Am Krankenbett

Welche Worte laden mehr zum Verweilen ein, als die einer guten Geschichte? Das Magazin für das Gute Leben präsentiert dir nun einige handverlesene Kurzgeschichten, die zum Nachdenken oder Lachen, im besten Fall jedoch zu beidem gleichzeitig einladen! Nimm dir doch einfach einen kurzen Moment, lass das Tab-Springen sein und genieß diese Kurzgeschichte.
Wir sind gespannt was du von ihr hältst!

Wundert es Sie, dass ich überlebt habe?

Ich bin seit 30 Jahren Unfallchirurgin, mich wundert gar nichts mehr.

Aber ich wurde von einer Kugel in die Brust getroffen.

Ja gut, sowas kann man schon mal überleben, mit ein bisschen Glück.
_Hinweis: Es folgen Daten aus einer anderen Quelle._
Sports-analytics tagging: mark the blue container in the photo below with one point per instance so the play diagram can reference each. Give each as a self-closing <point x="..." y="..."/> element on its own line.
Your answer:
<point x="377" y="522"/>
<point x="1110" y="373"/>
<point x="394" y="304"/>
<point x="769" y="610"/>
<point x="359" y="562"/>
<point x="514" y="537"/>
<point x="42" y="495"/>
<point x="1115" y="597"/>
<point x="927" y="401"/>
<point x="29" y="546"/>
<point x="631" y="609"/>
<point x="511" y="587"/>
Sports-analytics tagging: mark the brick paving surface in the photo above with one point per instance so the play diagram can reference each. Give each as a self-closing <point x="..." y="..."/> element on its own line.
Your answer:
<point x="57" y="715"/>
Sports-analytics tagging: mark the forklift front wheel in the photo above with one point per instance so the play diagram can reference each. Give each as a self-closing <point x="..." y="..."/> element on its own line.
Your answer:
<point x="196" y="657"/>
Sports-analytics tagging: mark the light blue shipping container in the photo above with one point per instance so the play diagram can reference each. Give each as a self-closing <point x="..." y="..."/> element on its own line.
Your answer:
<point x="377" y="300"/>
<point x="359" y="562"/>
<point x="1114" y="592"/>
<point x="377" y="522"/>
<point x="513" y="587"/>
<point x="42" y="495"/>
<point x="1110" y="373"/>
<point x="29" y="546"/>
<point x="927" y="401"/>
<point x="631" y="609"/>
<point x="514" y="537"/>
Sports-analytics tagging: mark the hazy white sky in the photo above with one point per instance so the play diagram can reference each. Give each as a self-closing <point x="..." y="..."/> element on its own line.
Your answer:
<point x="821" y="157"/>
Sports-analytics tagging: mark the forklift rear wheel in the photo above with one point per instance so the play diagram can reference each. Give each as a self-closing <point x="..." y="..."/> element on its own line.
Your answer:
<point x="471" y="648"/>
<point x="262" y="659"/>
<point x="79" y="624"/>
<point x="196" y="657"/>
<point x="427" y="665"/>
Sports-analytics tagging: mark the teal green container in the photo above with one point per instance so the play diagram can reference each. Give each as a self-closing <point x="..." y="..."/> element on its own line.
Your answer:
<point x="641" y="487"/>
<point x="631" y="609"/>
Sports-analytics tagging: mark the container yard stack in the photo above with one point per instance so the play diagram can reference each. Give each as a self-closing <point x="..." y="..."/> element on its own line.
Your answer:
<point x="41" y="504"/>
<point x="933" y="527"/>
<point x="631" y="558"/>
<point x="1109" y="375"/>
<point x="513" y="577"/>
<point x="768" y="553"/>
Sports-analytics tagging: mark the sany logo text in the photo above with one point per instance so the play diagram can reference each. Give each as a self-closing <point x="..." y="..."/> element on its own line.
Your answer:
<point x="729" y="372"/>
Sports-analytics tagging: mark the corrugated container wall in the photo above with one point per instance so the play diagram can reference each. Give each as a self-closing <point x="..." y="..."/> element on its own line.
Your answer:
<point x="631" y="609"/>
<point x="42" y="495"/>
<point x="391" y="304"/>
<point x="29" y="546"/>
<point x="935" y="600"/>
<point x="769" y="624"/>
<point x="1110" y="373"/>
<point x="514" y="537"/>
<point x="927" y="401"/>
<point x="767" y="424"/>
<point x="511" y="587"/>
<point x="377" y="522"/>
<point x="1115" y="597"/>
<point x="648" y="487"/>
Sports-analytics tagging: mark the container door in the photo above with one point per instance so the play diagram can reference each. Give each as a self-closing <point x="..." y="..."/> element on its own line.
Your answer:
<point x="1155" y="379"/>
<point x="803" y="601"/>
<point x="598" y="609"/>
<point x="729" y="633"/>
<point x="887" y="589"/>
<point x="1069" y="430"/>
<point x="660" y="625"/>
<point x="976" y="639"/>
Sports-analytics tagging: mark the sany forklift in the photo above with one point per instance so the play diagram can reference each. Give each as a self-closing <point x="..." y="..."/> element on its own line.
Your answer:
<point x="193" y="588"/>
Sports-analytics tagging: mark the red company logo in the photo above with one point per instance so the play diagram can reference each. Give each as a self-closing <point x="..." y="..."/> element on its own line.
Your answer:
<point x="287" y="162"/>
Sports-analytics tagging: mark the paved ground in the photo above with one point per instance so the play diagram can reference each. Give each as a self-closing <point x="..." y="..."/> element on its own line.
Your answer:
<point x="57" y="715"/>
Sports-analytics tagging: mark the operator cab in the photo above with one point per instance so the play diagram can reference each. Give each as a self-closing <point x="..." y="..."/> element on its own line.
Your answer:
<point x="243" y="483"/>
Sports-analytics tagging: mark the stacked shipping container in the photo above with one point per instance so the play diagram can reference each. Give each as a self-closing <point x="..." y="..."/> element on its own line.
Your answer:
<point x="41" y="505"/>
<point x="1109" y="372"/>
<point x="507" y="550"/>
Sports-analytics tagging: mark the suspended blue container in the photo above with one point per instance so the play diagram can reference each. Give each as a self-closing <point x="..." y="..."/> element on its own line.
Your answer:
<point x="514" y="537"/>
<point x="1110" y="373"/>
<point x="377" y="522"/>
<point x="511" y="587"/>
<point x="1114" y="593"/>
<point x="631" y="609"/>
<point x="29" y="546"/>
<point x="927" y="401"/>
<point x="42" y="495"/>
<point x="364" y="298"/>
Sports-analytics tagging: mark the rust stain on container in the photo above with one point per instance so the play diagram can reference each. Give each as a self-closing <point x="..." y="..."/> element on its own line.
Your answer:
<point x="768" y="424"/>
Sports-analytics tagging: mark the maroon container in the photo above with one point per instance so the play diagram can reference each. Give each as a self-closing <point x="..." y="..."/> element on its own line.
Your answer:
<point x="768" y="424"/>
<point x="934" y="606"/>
Das hat mit Glück nichts zu tun, ich hatte mich vorbereitet!

Ach ja?

Ja, ich habe einen Talisman in meine Brusttasche getan, damit er die Kugel aufhält!

Der hat die Kugel aber nicht aufgehalten, die habe ich Ihnen vor einer Stunde aus der Brust operiert …

Naja, aber vielleicht hat er die Kugel so abgefälscht, dass ich überleben konnte?

Nein, hat er nicht, der Talisman ist noch ganz – und außerdem, woher wussten Sie überhaupt, dass Sie eine Kugel in die Brust bekommen würden? Das war doch ein Unfall!

Ja, aber mein Körper warnt mich bei sowas vor. Immer wenn ich mir irgendwo ernsthafte Verletzungen zuziehe tut mir schon Stunden vorher genau die Stelle weh.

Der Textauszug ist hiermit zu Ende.